Weight reduction is also highly desirable, even in patients with lesser degrees of obesity, in many other circumstances, including the following:
- Noninsulin-dependent diabetes mellitus, a family history of diabetes mellitus, women with a history of gestational diabetes or history of birth of an infant large for gestational age.
- Hypertension (hypertension due to specific, identifiable causes such as renal artery stenosis or pheochromocytoma should be treated for those specific causes).
- Hypertriglyceridemia or hypercholesterolemia.
Weight reduction is likely to be helpful, although the benefits may not be as clear as in the circumstances listed above, in other circumstances, including:
- Coronary artery heart disease.
In any circumstance in which excessive weight imposes functional burdens, weight reduction may improve functioning of the affected system, organ, or region. Such conditions include many common disorders, for example:
- Heart disease of other types.
- Chronic obstructive pulmonary disease.
- Osteoarthritis of the spine, hips, or knees.

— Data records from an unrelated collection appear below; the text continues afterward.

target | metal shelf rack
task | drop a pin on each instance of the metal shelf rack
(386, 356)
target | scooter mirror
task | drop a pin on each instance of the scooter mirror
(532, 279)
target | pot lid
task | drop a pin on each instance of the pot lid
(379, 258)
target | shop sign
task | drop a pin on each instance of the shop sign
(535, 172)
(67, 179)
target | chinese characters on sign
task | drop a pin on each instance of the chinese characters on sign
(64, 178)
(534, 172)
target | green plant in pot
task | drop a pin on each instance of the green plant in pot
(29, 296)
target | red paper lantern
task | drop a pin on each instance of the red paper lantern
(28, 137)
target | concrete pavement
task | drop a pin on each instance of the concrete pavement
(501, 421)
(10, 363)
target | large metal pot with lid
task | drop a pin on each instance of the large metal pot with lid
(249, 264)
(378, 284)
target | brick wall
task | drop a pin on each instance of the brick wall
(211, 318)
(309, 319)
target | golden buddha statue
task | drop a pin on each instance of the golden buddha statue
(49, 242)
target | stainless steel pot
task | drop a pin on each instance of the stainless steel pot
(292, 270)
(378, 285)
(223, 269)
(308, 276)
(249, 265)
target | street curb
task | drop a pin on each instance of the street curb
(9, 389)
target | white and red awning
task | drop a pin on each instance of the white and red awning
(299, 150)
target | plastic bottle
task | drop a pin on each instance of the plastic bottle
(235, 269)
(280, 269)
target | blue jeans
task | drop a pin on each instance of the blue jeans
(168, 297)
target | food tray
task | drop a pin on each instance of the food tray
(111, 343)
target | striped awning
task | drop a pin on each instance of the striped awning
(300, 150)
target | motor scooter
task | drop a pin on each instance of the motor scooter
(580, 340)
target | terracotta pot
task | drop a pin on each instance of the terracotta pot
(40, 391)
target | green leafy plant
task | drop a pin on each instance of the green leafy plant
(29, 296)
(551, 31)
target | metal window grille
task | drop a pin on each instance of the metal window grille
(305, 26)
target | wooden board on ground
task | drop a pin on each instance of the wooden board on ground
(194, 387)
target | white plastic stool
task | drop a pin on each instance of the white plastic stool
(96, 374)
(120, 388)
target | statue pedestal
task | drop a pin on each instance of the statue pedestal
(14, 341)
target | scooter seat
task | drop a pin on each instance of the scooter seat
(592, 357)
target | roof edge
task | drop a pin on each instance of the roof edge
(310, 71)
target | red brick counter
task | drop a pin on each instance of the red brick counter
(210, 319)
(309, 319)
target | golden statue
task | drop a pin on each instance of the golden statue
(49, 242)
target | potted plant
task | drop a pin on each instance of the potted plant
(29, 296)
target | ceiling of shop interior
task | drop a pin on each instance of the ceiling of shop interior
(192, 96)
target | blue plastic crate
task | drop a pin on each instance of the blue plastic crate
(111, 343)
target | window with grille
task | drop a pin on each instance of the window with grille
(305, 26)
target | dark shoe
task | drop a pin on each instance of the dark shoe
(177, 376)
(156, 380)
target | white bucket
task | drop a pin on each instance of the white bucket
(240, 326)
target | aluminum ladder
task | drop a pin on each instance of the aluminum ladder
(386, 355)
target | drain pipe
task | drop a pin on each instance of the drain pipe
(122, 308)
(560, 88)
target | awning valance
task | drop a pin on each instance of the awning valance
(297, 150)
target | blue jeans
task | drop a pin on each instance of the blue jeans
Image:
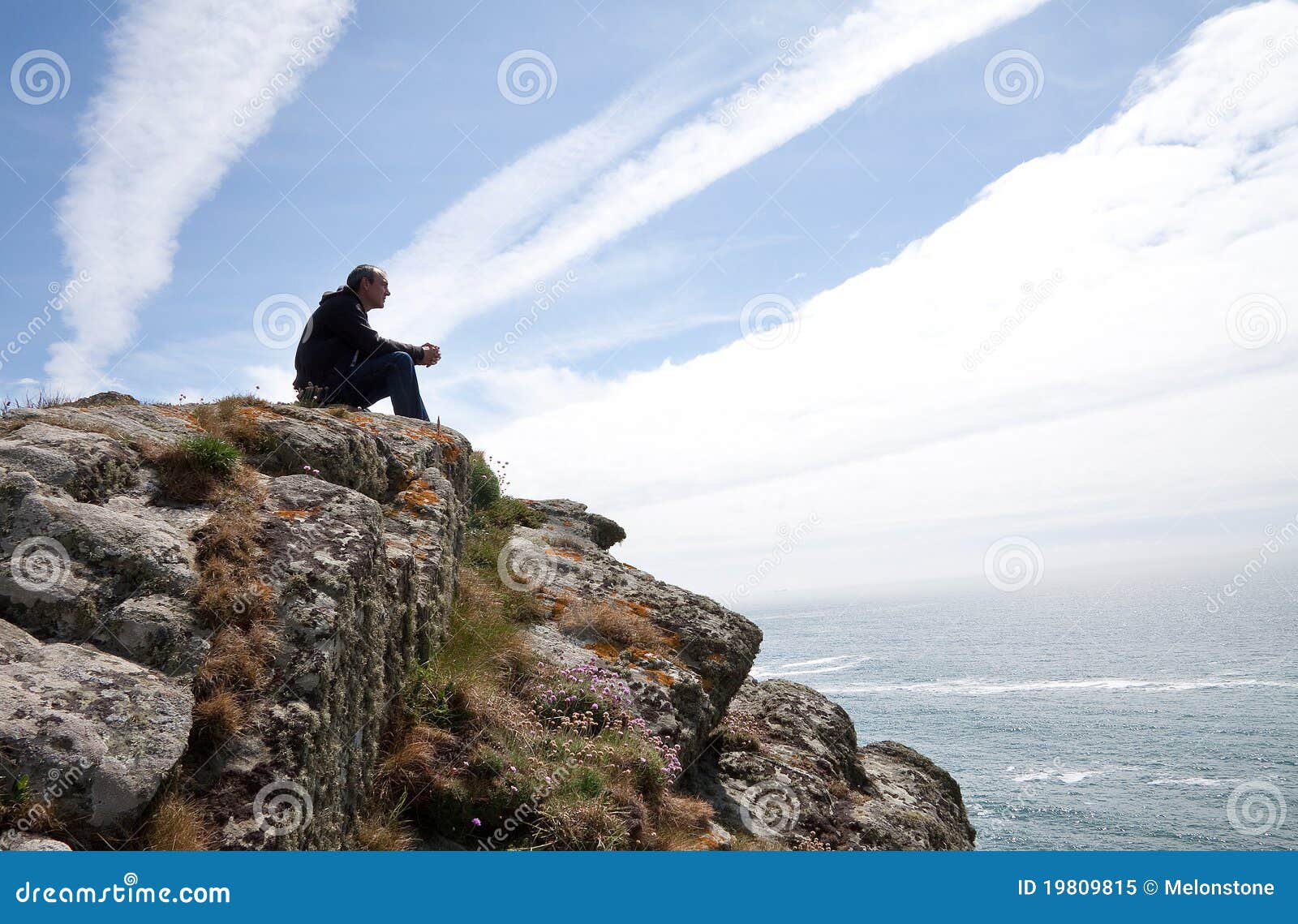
(383, 376)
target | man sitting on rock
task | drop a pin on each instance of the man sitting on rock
(342, 359)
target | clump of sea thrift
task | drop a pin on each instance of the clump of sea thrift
(587, 700)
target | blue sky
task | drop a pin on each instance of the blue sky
(402, 116)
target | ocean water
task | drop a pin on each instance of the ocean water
(1103, 716)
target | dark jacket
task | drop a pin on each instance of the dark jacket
(339, 337)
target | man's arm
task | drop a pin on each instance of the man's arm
(354, 329)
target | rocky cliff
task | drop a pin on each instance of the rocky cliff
(256, 625)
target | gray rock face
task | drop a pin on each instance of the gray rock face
(101, 642)
(785, 767)
(101, 648)
(363, 593)
(685, 681)
(101, 729)
(34, 843)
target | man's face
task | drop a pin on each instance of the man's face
(374, 292)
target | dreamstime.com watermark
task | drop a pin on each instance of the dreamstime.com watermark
(789, 52)
(282, 807)
(789, 539)
(1034, 296)
(547, 296)
(130, 892)
(1256, 807)
(39, 565)
(1275, 51)
(39, 77)
(527, 77)
(302, 54)
(1014, 77)
(62, 296)
(1276, 540)
(58, 781)
(525, 566)
(1256, 320)
(281, 320)
(770, 809)
(769, 320)
(1012, 564)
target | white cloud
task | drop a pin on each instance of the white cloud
(464, 265)
(1123, 402)
(190, 88)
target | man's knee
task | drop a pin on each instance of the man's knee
(402, 363)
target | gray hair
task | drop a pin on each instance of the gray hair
(365, 272)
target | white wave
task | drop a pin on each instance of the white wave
(1058, 775)
(993, 687)
(839, 662)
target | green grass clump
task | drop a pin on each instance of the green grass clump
(198, 469)
(211, 453)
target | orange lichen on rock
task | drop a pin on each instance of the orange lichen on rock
(604, 649)
(419, 495)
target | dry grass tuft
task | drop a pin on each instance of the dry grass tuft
(623, 627)
(238, 660)
(385, 833)
(178, 823)
(235, 419)
(422, 757)
(230, 590)
(218, 716)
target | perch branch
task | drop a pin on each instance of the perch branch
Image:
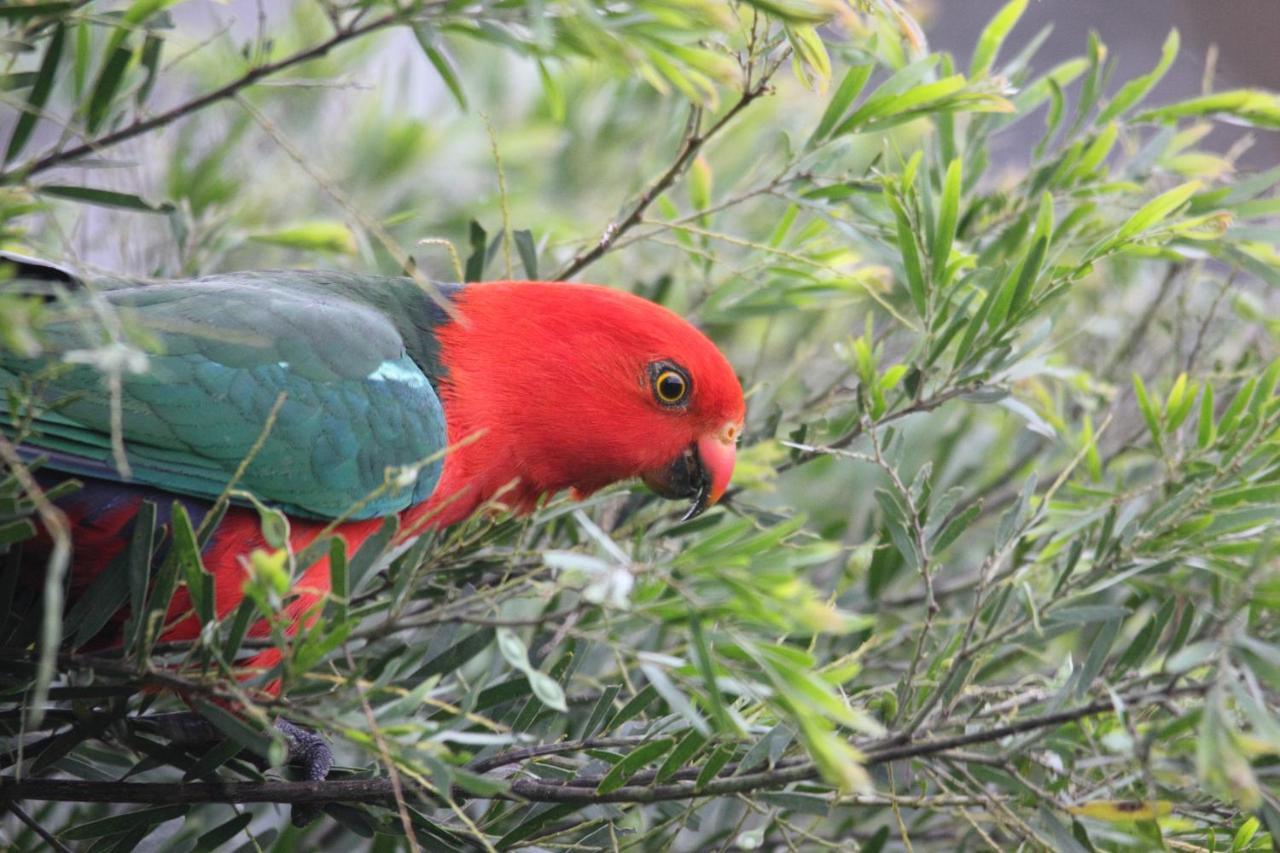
(576, 790)
(144, 126)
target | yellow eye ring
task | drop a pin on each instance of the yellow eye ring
(670, 387)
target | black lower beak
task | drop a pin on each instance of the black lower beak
(685, 478)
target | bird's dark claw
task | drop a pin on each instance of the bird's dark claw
(310, 752)
(306, 749)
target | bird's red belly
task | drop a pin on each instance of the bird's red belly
(101, 520)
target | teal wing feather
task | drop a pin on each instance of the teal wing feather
(359, 398)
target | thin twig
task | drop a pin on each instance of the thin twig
(182, 110)
(576, 790)
(689, 149)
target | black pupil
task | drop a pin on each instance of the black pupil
(671, 386)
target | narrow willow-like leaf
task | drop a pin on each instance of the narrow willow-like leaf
(429, 41)
(103, 197)
(632, 762)
(1147, 409)
(145, 817)
(1137, 89)
(993, 36)
(949, 213)
(39, 94)
(850, 87)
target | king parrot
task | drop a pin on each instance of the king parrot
(393, 402)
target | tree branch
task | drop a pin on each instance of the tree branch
(575, 790)
(689, 149)
(223, 92)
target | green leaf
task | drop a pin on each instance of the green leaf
(524, 240)
(714, 763)
(850, 87)
(956, 527)
(26, 10)
(632, 762)
(200, 583)
(1156, 210)
(945, 231)
(223, 833)
(476, 260)
(320, 236)
(675, 699)
(545, 688)
(1027, 276)
(39, 94)
(243, 733)
(910, 256)
(1148, 410)
(993, 36)
(1206, 430)
(685, 749)
(108, 82)
(104, 197)
(1137, 89)
(429, 41)
(1252, 106)
(152, 816)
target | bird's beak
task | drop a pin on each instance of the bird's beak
(702, 471)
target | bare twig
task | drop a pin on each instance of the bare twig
(220, 94)
(575, 790)
(689, 149)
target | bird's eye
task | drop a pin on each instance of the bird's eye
(670, 387)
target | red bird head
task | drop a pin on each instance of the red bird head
(553, 386)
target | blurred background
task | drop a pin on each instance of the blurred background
(383, 106)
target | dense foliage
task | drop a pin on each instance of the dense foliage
(999, 566)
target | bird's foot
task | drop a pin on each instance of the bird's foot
(306, 749)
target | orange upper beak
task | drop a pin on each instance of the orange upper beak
(702, 471)
(718, 452)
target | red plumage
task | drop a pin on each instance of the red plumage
(545, 387)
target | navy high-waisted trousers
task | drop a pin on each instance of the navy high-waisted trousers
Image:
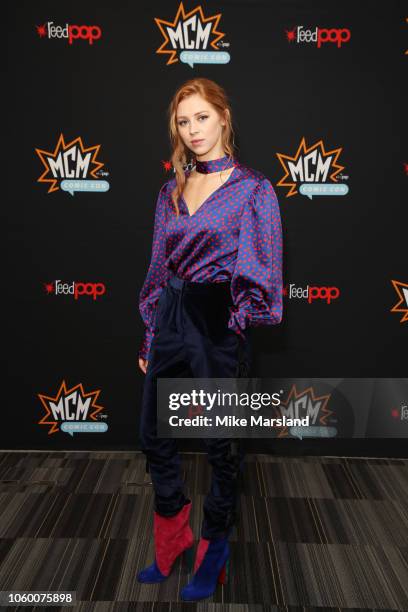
(192, 339)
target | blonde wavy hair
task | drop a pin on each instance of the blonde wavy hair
(217, 97)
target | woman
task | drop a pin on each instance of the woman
(216, 270)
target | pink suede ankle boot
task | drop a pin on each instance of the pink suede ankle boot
(172, 536)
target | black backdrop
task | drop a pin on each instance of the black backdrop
(114, 93)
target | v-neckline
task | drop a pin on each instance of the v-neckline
(208, 197)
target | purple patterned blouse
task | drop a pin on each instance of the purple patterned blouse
(235, 235)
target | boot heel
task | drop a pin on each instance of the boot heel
(188, 558)
(223, 576)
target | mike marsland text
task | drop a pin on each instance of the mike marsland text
(232, 421)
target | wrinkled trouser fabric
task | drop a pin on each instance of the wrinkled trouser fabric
(192, 339)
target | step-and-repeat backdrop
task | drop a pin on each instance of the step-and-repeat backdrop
(316, 90)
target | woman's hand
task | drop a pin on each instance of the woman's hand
(143, 364)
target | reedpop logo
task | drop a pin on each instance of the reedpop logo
(75, 289)
(327, 294)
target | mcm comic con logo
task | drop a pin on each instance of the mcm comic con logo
(73, 411)
(313, 171)
(307, 403)
(192, 38)
(73, 167)
(319, 36)
(70, 32)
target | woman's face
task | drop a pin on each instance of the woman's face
(197, 120)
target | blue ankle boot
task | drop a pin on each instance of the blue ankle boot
(211, 566)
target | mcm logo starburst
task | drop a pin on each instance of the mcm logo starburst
(189, 31)
(68, 405)
(402, 305)
(309, 165)
(68, 161)
(304, 403)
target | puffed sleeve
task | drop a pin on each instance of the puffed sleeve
(256, 284)
(156, 276)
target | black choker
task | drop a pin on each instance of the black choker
(215, 165)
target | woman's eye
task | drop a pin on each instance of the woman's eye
(201, 117)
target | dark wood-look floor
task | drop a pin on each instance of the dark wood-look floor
(314, 533)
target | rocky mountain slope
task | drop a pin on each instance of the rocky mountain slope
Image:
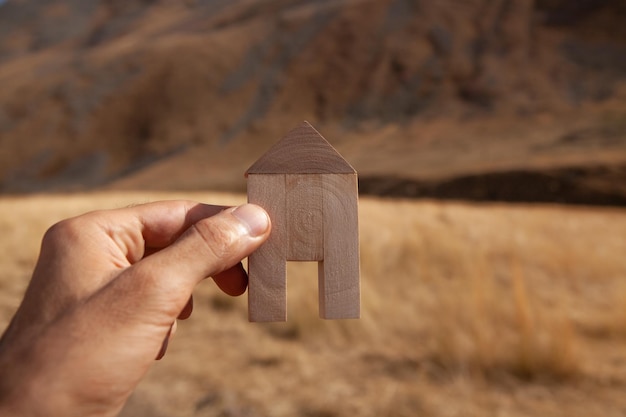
(416, 94)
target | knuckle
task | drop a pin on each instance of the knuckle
(63, 232)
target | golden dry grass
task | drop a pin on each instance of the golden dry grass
(468, 310)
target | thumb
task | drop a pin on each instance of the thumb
(211, 245)
(165, 280)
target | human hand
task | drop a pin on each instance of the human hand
(106, 291)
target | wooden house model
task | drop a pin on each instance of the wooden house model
(310, 193)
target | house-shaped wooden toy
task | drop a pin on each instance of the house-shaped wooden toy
(310, 193)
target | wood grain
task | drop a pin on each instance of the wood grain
(302, 151)
(339, 283)
(267, 268)
(310, 193)
(304, 217)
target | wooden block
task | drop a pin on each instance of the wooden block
(267, 291)
(304, 217)
(310, 193)
(339, 283)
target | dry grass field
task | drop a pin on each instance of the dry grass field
(468, 310)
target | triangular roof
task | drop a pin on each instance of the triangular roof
(302, 151)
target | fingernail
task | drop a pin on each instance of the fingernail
(253, 217)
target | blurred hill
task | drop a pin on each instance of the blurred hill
(484, 99)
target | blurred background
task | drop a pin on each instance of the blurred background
(490, 141)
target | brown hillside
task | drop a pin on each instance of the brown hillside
(186, 95)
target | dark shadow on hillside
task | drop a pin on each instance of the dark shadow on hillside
(599, 185)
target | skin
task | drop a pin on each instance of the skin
(104, 298)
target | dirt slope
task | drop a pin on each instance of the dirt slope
(185, 95)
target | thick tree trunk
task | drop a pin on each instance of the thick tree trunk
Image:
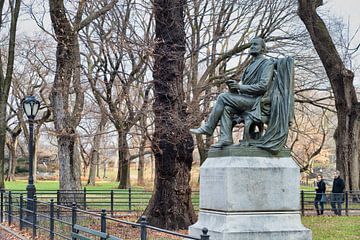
(170, 206)
(341, 80)
(124, 168)
(66, 108)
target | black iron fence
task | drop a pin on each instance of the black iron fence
(349, 202)
(52, 221)
(118, 201)
(113, 201)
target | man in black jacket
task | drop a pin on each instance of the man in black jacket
(320, 197)
(337, 196)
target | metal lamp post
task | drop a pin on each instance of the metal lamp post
(31, 107)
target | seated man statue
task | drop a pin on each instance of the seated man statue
(259, 93)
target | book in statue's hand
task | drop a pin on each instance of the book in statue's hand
(233, 86)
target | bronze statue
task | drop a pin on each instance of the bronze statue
(265, 96)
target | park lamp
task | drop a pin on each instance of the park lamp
(31, 106)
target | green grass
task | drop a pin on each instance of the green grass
(333, 227)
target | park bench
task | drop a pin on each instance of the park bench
(94, 233)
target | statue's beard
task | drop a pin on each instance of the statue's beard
(254, 53)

Weight reduction in the treatment of these conditions should be under the direction of a physician because accurate diagnosis is needed before treatment is started, and weight reduction may have to be accompanied by other treatments. In addition to physicians, the assistance of other health professionals is critical for treatment in any weight-reduction program. When exercise is prescribed as an adjunct to other methods of weight-reduction, assessment by a physician of the cardiopulmonary risk of exercise is especially important.
The panel views with concern the increasing frequency of obesity in children and adolescents. Obese children should be encouraged to bring their weight to within normal limits. Although childhood obesity does not necessarily lead to obesity in adulthood, there is evidence that it is a significant risk factor for adult obesity. Because dietary restriction can adversely affect parent-child relationships, eating behavior, and growth and maturation, physicians must carefully monitor any dietary restrictions.